De mon propre point de vue, sans complaisance, les médias sont véritablement une puissance et en même temps un pouvoir. Cependant, je pense que c’est l’étendue du champ de liberté et de la démocratie  qui confère aux médias leur force et de l’impact à leur pouvoir, autant que les pouvoir traditionnels trouvent leur force dans le silence de la dictature. Il me semble aussi évident que les médias ne sont ainsi tournés en victimes que par les acteurs des pouvoirs traditionnels qui ne le voient que comme une menace à leurs bévues. Et une fois rattrapés par les pouvoirs politiques, les médias, malgré leur pouvoir, constituent un danger social, un risque certain de perdition de la communauté.

Par ailleurs, quoi qu’on en dise, le pouvoir des médias qui est une évidence, pas sans explications, et une probabilité peu soutenable pour certains penseurs et observateurs, constituera encore pour longtemps des raisons de confrontations d’idées.

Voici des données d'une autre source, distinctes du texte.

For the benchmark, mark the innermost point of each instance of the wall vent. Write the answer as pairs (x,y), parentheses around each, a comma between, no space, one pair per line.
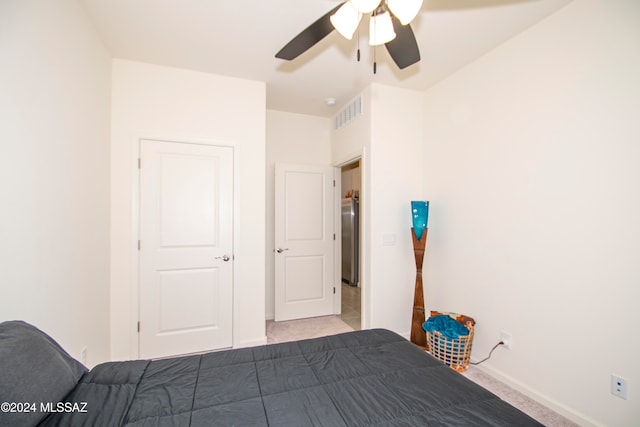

Faudrait-il rappeler à MACHIAVEL qu’il aurait dû penser,  dans sa classification, au pouvoir des médias !  Le temps est révolu, mais aucun débat scientifique n’est sans importance pour le progrès de la connaissance, surtout dans le monde des médias en perpétuels enrichissements  technique, matériel et théorique.

ANNEXE

Gilbert BOSS explique,  pour soutenir sont point de vue que j’ai jugé imprécis sur le pouvoir et la puissance des médias qu’il évoque, sans véritablement lever l’imbroglio, disant:

« De la puissance j’entendrais  en général la capacité de produire des effets de telle manière qu’on considèrera  la puissance comme d’autant plus grande qu’elle permet de produire des effets plus nombreux ou plus importants.

Quant au pouvoir, je le comprends comme signifiant également une puissance intentionnelle. »[6]  

BIBLIOGRAPHIE

HESTER, A. et WAI LAN TO, J., Journalisme et tiers monde, Bruxelles, De Boeck, 1989

BENEGAS, R. (dir.), Politique Africaine, Paris, Karthala, 2005

LEJEUNE, C., (dir.), Réseaux N°97-98-99, Bruxelles, 2003

BOULET, M., Le choc des médias, Paris, Desclé, 1985

 


[1] HESTER, A. et WAI LAN TO, J., Journalisme et tiers monde, Bruxelles, De Boeck Université, 1989, p. 23.

[2] FRÈRE, M.-S., Médias en mutation, in BENEGAS, R. (dir.), Politique Africaine, Paris, Karthala, 2005, p. 05-17.

[3] BOULET, M., Le choc des médias, Paris, Desclé, 1985, p.218

[4] BOSS, G., Les médias du pouvoir, in  LEJEUNE, C., (dir.), Réseaux N°97-98-99, Bruxelles, 2003, p.15-35.